Le paragraphe sur les motifs du crime est un bel exemple de remplissage de papier (n'oublions pas que, dès le lendemain de l'attentat, chacun se répandait dans les médias assurant connaître les commanditaires et les raisons du crime, en s'appuyant souvent sur les «conclusions» supposées des rapports des enquêteurs):
La commission a identifié différents motifs potentiels, pas nécessairement corrélatifs, qui ont pu sceller la décision d’assassiner Hariri – sachant qu’il est tout à fait possible qu’il y en ait d’autres et que certains de ces motifs pourraient être les mêmes que ceux qui ont sous-tendu d’autres assassinats, tentatives d’assassinat, ou attentats. Ces mobiles en question prennent racine dans des considérations variées (internationales, régionales, nationales) et sont liés à des questions politiques, économiques, financières ou relatives au monde des affaires.
Encore une fois, nous allons assister au Liban et dans une large partie du monde arabe, à une déferlante d'analyses contradictoires. Mais dans les médias occidentaux, les paroles contradictoires, les témoignages circonstanciés sur les pressions sur les témoins, les accusations de torture, les preuves négligées ou détruites, etc., venant parfois de personnages importants et reconnus au Liban, seront totalement ignorés. Même pour les points qui sont pourtant présents à l'intérieur même du rapport officiel.

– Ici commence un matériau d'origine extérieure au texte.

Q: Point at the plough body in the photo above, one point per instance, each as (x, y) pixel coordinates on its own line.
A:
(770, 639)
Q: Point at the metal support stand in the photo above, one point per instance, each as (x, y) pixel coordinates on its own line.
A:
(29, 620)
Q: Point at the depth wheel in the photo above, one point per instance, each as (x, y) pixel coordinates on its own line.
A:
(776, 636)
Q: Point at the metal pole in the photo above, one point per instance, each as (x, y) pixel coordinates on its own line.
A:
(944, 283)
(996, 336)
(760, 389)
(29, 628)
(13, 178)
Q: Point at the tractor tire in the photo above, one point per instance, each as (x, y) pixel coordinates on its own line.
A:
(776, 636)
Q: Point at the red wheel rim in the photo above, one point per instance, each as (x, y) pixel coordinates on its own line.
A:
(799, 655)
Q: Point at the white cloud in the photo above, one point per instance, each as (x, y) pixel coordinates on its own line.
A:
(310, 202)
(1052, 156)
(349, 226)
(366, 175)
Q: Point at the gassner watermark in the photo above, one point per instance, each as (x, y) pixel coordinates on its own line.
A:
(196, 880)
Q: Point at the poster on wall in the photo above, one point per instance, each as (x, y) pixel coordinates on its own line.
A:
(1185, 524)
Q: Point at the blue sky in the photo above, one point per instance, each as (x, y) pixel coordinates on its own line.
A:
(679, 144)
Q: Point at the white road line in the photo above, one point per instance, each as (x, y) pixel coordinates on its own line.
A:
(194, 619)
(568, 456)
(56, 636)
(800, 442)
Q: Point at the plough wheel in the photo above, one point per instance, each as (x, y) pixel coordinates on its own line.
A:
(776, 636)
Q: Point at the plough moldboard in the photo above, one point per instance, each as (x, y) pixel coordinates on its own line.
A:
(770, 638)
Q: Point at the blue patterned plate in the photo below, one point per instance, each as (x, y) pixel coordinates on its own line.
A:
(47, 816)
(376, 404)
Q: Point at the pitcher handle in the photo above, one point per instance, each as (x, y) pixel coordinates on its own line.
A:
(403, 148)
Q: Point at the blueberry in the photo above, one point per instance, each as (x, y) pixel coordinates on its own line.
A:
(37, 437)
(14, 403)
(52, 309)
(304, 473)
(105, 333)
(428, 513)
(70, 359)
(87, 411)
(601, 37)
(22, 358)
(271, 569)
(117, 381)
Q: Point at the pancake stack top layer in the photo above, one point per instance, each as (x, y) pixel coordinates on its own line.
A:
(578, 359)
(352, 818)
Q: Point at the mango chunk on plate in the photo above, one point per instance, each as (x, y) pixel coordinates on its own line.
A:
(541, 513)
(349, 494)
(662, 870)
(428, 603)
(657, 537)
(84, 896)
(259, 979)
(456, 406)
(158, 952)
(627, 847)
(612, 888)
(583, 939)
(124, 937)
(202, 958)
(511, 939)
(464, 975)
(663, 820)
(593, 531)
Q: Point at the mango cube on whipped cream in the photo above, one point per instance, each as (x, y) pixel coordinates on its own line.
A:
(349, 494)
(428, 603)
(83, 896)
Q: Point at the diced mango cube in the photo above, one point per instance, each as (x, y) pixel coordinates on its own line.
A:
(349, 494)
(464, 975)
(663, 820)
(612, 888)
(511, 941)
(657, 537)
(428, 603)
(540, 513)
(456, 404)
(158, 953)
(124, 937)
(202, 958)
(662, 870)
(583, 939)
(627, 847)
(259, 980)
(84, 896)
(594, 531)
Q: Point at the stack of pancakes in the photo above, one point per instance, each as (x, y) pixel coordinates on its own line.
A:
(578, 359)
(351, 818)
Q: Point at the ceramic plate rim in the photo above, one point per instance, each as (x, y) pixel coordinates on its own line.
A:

Le rapport officiel indique que les points suivants sont problématiques:
  • la moitié des échantillons humains disponibles ont été retrouvés plus d'un an après l'explosion;
  • on doit préciser le lieu de l'explosion... au-dessus ou en dessous du sol;
  • on enquête sur la possibilité d'un lâcher aérien;
  • on doit encore préciser le nombre de déflagrations.
L'Orient-Le Jour titre: «Pour Brammertz, plus l'ombre d'un doute: les 14 attentats sont bel et bien liés».

5 commentaires:

Sophia a dit…

Je ne vois pas pourquoi les enquëteurs de l'ONU doivent rendre des rapports qui soulèvent plus de questions qu'ils n'apportent des réponses.
Si vraiment la thèse d'un attentat suicide se confirme, je ne vois qu'un seul pays d'ou peut venir cet homme à la couronne si spéciale et qui est le pemier producteur de terroristes aux causes perdues...

Anonyme a dit…

Quelques compléments en vrac:

Aux défenseurs libanais de la "démocratie pro-occidentale" (la formule est d'Hubert Védrine) déchaînés dans leurs accusations contre Damas, Michel Aoun, fatigué, a fini par rétorquer "A supposer même qu'il n'y ait qu'une chance sur mille pour que la Syrie ne soit pas impliquée dans ce meurtre, nous devons considérer cette chance".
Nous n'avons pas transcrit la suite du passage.